= James Parker Deane =

British lawyer and judge (1812–1902)

Sir James Parker Deane (1812–1902) was an English judge. With Thomas Hutchinson Tristram he was the last of the civilians—the civil lawyers with a training from Doctors' Commons, as described in David Copperfield by Charles Dickens.

==Life==
Born at Hurst Grove, Berkshire, on 25 June 1812, he was second son of Henry Boyle Deane by his wife Elizabeth, daughter of James Wyborn of Hull House, Shelden, Kent. He went to Winchester School as a colleger in 1824, and matriculated at St John's College, Oxford, on 29 June 1829. In 1833 he obtained a second class in the final classical school and a third in the final mathematical school.

Deane graduated BCL on 28 May 1834, and proceeded DCL on 10 April 1839; he admitted on 2 November that year as a member of the College of Advocates. He had previously, on 8 November 1837, entered as a student the Inner Temple, and on 29 January 1841 he was called to the bar there. He was made a QC on 16 January 1858, and became bencher of his inn in the same year, serving the office of treasurer in 1878.

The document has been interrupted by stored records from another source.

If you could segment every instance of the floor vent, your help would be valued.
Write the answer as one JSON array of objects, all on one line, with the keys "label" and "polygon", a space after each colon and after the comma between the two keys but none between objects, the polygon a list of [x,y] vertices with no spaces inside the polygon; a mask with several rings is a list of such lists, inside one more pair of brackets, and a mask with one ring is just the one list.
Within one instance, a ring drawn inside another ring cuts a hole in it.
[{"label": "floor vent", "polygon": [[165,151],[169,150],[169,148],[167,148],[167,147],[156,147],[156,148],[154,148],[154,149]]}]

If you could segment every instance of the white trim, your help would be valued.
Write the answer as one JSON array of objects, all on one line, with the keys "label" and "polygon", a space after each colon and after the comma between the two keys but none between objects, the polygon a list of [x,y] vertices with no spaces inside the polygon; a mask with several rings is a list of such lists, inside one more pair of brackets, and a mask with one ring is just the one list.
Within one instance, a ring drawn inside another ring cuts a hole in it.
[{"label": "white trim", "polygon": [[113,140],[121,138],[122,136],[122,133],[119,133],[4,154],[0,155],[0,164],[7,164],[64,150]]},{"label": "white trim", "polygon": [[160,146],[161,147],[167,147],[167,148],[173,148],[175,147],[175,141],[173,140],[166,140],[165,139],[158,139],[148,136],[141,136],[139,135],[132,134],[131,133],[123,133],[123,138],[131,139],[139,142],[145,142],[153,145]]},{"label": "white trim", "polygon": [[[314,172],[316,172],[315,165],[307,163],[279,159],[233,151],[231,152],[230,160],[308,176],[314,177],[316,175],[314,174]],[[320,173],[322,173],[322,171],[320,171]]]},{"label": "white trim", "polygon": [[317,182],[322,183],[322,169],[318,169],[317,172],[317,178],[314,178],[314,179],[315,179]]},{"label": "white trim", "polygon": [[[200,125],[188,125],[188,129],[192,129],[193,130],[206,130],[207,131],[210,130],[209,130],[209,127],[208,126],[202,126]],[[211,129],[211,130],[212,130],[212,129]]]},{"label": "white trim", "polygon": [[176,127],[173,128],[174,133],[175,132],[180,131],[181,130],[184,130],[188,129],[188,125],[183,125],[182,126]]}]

In 1854 Deane was appointed legal adviser to Admiral Sir Charles Napier commanding the British fleet in the Baltic Sea: he was present on board HMS Duke of Wellington at the bombardment of Bomarsund, and was one of the landing party. On the abolition of Doctors' Commons in 1858 Deane transferred himself to the courts of probate and divorce, where he obtained a large practice, adapting himself to juries and to the examination of witnesses. In the ecclesiastical courts of the period there were few leading cases in which Deane was not retained; noted appearances were Boyd v. Phillpotts, in which the legality of the Exeter reredos was challenged, and of Martin v. the Rev. A. H. Mackonochie, which continued in some form from 1867 to 1882, and in the earlier stages of which he appeared on behalf of the defendant.

Deane was appointed vicar-general of the province and diocese of Canterbury in 1872, on the resignation of Sir Travers Twiss; he had already (in 1868) been made Chancellor of the diocese of Salisbury by the Bishop, Walter Kerr Hamilton. In 1868 he became admiralty advocate-general. He also discharged from 1872 to 1886, as legal adviser to the Foreign Office, the office of Queen's Advocate. In this capacity he prepared the British case in the arbitration between Great Britain and Portugal on the border of Mozambique, over the territory south of what is now Maputo Bay; and he advised the government on the Alabama Claims. Deane was a Conservative in politics, and in the general election 1868 he contested Oxford against Edward Cardwell and William Vernon Harcourt, being heavily defeated.

In 1885 Deane was sworn a member of the Privy Council, and received the honour of knighthood on 1 August in the same year. He held the leading brief in the case of the missing will of the 1st Lord St. Leonards, tried in 1876. He continued to practise at the bar until deafness forced him to retire. On the occasion of the confirmation of Arthur Winnington-Ingram as Bishop of London at Bow Church on 17 April 1901, the turbulent conduct of the "opposers" got beyond his power of control. His last public appearance was at the confirmation of Francis Paget as Bishop of Oxford a few months later; he was then in his ninetieth year.

Deane died at his house in Westbourne Terrace, London on 3 January 1902, having resigned his offices a few days previously. He was buried at Brookwood cemetery.

==Family==
Deane married his cousin in 1841 Isabella Frances Wyborn (d. 1894), daughter of Bargrave Wyborn. His only surviving son was Henry Bargrave Deane, also a judge. His daughter, Harriet Elizabeth Isabella Deane married Robert Owen Jones.